Not to sound corrosive, but it came as no surprise when the news came through that Beanie Sigel was going to the slammer after his third album release, entitled The B. Coming. His music record boasted his track record on the streets, yet it still hit as a harsh reality that he had to do time even as a recording artist with a legitimate profession.
Getting back on his rapping grind, the Broad Street Bully returns from this to reveal The Solution. He may have had something different in mind this time around, because he brings no previous producers from The B. Coming back.

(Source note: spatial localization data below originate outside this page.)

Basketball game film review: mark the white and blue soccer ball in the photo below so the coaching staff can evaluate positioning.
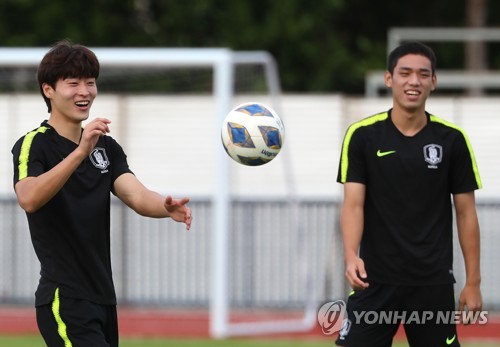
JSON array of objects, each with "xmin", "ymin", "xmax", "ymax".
[{"xmin": 221, "ymin": 102, "xmax": 285, "ymax": 166}]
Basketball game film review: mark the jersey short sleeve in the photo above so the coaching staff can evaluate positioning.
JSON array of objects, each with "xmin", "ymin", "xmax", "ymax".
[
  {"xmin": 449, "ymin": 129, "xmax": 482, "ymax": 194},
  {"xmin": 12, "ymin": 126, "xmax": 50, "ymax": 187},
  {"xmin": 337, "ymin": 126, "xmax": 367, "ymax": 184},
  {"xmin": 108, "ymin": 137, "xmax": 133, "ymax": 185},
  {"xmin": 337, "ymin": 112, "xmax": 390, "ymax": 184}
]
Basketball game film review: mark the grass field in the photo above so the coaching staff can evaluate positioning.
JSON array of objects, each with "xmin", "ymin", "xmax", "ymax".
[{"xmin": 0, "ymin": 335, "xmax": 499, "ymax": 347}]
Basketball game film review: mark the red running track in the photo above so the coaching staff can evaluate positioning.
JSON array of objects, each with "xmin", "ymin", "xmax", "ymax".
[{"xmin": 1, "ymin": 306, "xmax": 499, "ymax": 341}]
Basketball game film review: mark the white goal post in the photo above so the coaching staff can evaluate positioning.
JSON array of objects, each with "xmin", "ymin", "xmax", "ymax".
[
  {"xmin": 0, "ymin": 47, "xmax": 316, "ymax": 339},
  {"xmin": 365, "ymin": 27, "xmax": 500, "ymax": 97},
  {"xmin": 387, "ymin": 27, "xmax": 500, "ymax": 54}
]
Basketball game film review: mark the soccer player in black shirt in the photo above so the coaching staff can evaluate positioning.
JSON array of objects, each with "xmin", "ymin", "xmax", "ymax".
[
  {"xmin": 12, "ymin": 40, "xmax": 192, "ymax": 347},
  {"xmin": 336, "ymin": 42, "xmax": 482, "ymax": 346}
]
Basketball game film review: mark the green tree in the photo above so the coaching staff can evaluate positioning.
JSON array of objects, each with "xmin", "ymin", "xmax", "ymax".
[{"xmin": 2, "ymin": 0, "xmax": 495, "ymax": 94}]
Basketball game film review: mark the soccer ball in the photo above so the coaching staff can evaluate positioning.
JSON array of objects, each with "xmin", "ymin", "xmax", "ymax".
[{"xmin": 221, "ymin": 102, "xmax": 285, "ymax": 166}]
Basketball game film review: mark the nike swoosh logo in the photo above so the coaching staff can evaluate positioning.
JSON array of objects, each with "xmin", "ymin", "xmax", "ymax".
[
  {"xmin": 446, "ymin": 334, "xmax": 456, "ymax": 345},
  {"xmin": 376, "ymin": 149, "xmax": 396, "ymax": 157}
]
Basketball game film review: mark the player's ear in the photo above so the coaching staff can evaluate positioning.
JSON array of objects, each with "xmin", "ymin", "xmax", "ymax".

The album bounces off with a Runners track featuring R&B’s infamous R. Kelly on the first single “All of the Above.” Stating that nothing has changed in the past couple years, Beanie raps “Mr. beat the case is back / Got acquitted stitch fitted in a gangster hat / Now I’m back sick wit it with this gangster rap / Let’s get it where my gangsters at.”
The gritty bass-bangin’ on “Get Low” gives weight to the melodic echo of Rock City’s hook. However, the lyrics sound close to regurgitated similes with lines like “I’m what the games been lackin’ / Like Joe no Jacksons / Like Kobe no Shaq / Like James no Magic” and “I just drop it and spin it, the water stick to it / Everyday I’m hustlin’, pushin’ harder than Rick do it / I keep a cannon like Nick do it.”

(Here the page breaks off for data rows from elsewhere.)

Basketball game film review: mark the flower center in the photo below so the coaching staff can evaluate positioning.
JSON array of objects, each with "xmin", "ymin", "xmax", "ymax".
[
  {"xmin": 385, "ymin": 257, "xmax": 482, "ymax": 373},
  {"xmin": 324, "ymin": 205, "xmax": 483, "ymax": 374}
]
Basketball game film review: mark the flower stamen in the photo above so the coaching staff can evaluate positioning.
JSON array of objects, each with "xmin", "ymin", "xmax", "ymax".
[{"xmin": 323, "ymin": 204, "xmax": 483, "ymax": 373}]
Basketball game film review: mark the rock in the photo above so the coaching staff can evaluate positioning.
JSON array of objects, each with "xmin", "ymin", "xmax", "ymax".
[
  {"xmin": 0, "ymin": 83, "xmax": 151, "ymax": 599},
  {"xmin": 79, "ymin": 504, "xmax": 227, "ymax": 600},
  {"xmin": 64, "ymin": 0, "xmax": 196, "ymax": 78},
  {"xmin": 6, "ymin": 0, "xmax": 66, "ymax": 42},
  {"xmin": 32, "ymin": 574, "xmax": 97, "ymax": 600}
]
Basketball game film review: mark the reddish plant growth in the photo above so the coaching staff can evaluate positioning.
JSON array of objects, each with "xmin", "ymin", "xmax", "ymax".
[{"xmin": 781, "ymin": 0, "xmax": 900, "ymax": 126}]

Thankfully, it is immediately followed by the strongest track of the album, “Gutted.” The catchy hook keeps Sigel stuntin’, rapping “You talking about that bread but your bread ain’t buttered / You talking ace of spades but you ballin’ on a budget,” with the stabs of “gutted” thrown at the fakers and wannabes. Jay-Z’s verse falls a bit short of exceptional, but his laid back presence gives the track a push and pull effect that works.

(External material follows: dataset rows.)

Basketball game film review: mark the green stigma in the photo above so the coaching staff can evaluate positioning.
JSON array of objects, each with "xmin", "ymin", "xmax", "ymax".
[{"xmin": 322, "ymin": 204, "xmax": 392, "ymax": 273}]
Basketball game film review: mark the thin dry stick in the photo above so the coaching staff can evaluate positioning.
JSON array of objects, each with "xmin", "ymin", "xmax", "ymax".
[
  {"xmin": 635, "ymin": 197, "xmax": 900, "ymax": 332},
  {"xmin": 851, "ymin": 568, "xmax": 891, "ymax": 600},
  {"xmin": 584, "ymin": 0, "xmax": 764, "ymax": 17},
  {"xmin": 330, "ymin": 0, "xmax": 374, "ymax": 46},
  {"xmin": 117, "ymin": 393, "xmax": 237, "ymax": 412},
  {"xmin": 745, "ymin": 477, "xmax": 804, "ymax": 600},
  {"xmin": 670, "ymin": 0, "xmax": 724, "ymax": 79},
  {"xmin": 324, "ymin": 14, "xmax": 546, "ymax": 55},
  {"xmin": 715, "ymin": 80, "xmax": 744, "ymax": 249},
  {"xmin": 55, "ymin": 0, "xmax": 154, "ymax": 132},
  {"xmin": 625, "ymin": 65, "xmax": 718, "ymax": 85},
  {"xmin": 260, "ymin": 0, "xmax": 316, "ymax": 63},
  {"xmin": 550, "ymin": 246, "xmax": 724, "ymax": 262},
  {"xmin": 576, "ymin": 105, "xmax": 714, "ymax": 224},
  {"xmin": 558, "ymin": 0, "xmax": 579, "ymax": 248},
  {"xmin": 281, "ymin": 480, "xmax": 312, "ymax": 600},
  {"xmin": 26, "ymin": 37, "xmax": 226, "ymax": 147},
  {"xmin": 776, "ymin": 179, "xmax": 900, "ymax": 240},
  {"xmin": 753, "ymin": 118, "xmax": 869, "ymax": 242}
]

Hova is not the only legend Beanie grabs for the album. On “Rain (Bridge),” the listener is welcomed by the icon himself, Scarface. Beanie lends a hand to the street soldiers behind bars, which he himself has had to cope with in the past. Not soft enough to call it touching, but it is humble enough to see the Broad Street Bully’s family-giving side. Reefa also comes correct on the production giving him a perfect score on the album.
It’s almost as if Beanie Sigel was channeling his Scarface rendition in the album-ending record “Prayer.” His rugged voice turns sorrowful, and his lyrics sound more grateful and preacher-like. It’s disappointing to see his growth as a rapper finally show up this late in the album, rhyming “Never leave thee astray / Cause I know I can’t walk this alone / I’m in fear of that fork in the road / The devil there waiting to claim my soul / So I pray that you hold my hand / As I follow your footprints in the sand.” Raheem DeVaughn’s soulful chorus gives “Prayer” the extra boost in stamina to finish off The Solution, no small task to complete.
If Beanie Sigel felt he was going to reveal a startling revelation through his music with The Solution, he fell short of a plan to catapult his designs into action. We could give him credit for staying in the game amidst criminal charges. We could credit his slight consistency with four albums in seven years. Does his music justify his thug? Of course it does. But will it have listeners running to the record store after hearing the leak? I guess 3 out of 4 ain’t bad for the Roc-A-Fella team in 2007.